This is the challenge the researchers from MPQ and Covestro addressed. The team found a way to map quantum chemistry algorithms onto fermionic quantum simulators – quantum systems based on neutral ultracold atoms in optical lattices. Unlike spin-based quantum computers, these simulators naturally respect fermionic symmetries, making it easier to simulate complex molecules accurately.

Automating Quantum Circuit Generation

Central to their approach is an automated system that converts a molecular Hamiltonian – the mathematical representation of a molecule’s energy landscape – to a quantum circuit, a sequence of operations executable on a quantum simulator. The researchers found that established quantum chemistry algorithms can be easily mapped onto fermionic platforms, utilising naturally occurring interactions like local interaction and atomic motion.

By applying a few dozen interaction and tunnelling pulses to a simple starting state in an optical lattice, the "Ansatz" – a carefully chosen sequence of gates – produces a quantum state similar to the ground state of the target molecule. The ground state energy can then be refined by further tweaking the pulse sequence. Test circuits were successfully developed for small molecules, including H4, H2O, and HF, optimised for current and emerging hardware at MPQ.

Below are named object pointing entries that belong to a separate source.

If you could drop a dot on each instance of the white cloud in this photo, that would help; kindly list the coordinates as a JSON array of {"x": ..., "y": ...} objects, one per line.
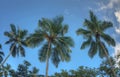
[
  {"x": 117, "y": 15},
  {"x": 110, "y": 5}
]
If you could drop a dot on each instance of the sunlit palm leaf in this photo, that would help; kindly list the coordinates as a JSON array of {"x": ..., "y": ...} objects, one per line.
[
  {"x": 35, "y": 39},
  {"x": 10, "y": 35},
  {"x": 83, "y": 32},
  {"x": 86, "y": 43},
  {"x": 9, "y": 41},
  {"x": 13, "y": 28}
]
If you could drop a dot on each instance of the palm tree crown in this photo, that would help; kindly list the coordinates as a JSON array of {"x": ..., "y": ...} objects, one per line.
[
  {"x": 55, "y": 45},
  {"x": 17, "y": 40},
  {"x": 95, "y": 36}
]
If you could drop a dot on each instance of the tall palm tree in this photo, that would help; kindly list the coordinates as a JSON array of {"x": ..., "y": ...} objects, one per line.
[
  {"x": 95, "y": 36},
  {"x": 34, "y": 72},
  {"x": 1, "y": 54},
  {"x": 55, "y": 45},
  {"x": 17, "y": 41}
]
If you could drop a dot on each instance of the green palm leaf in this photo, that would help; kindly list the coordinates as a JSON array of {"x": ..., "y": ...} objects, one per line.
[
  {"x": 13, "y": 28},
  {"x": 86, "y": 43},
  {"x": 83, "y": 32}
]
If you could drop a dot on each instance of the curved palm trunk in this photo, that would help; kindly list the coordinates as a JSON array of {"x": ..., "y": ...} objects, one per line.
[
  {"x": 7, "y": 56},
  {"x": 114, "y": 74},
  {"x": 47, "y": 60}
]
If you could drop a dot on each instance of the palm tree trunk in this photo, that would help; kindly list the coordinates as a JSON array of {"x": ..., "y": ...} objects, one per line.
[
  {"x": 107, "y": 56},
  {"x": 47, "y": 59},
  {"x": 7, "y": 56}
]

Bringing Quantum Chemistry to Life

While the new method marks a major step forward, two key challenges remain before it can be applied to real-world chemical problems. First, the team must demonstrate that fermionic motional gates with high fidelity can be achieved locally at the scale of individual lattice sites. Second, data rates need to significantly increase to handle industrially relevant optimization tasks within practical timeframes.

Despite these hurdles, the researchers’ work offers a clear roadmap for bringing molecular simulations with ultracold atoms closer to reality. “We have provided detailed error estimates and practical steps for implementing these simulations in the lab. This roadmap could help speed up the development of quantum chemistry simulations in real-world settings,” notes Philipp Preiss, senior author of the study. Upcoming experiments will focus on enhancing gate fidelity and increasing simulation accuracy to model more intricate molecular systems over the next few years.

Quantum physics and quantum chemistry working together

Philipp Preiss highlights the value of the interdisciplinary collaboration:  "It was a challenge to find common ground at first, but once we identified the right connections between theory and experiment, everything came together quickly. This project shows the huge potential for quantum simulators in chemistry."

Looking ahead, the MPQ team hopes their method will soon enable accurate simulations of complex molecular systems using ultracold atoms, potentially transforming applications in drug development, material design, and sustainable energy solutions.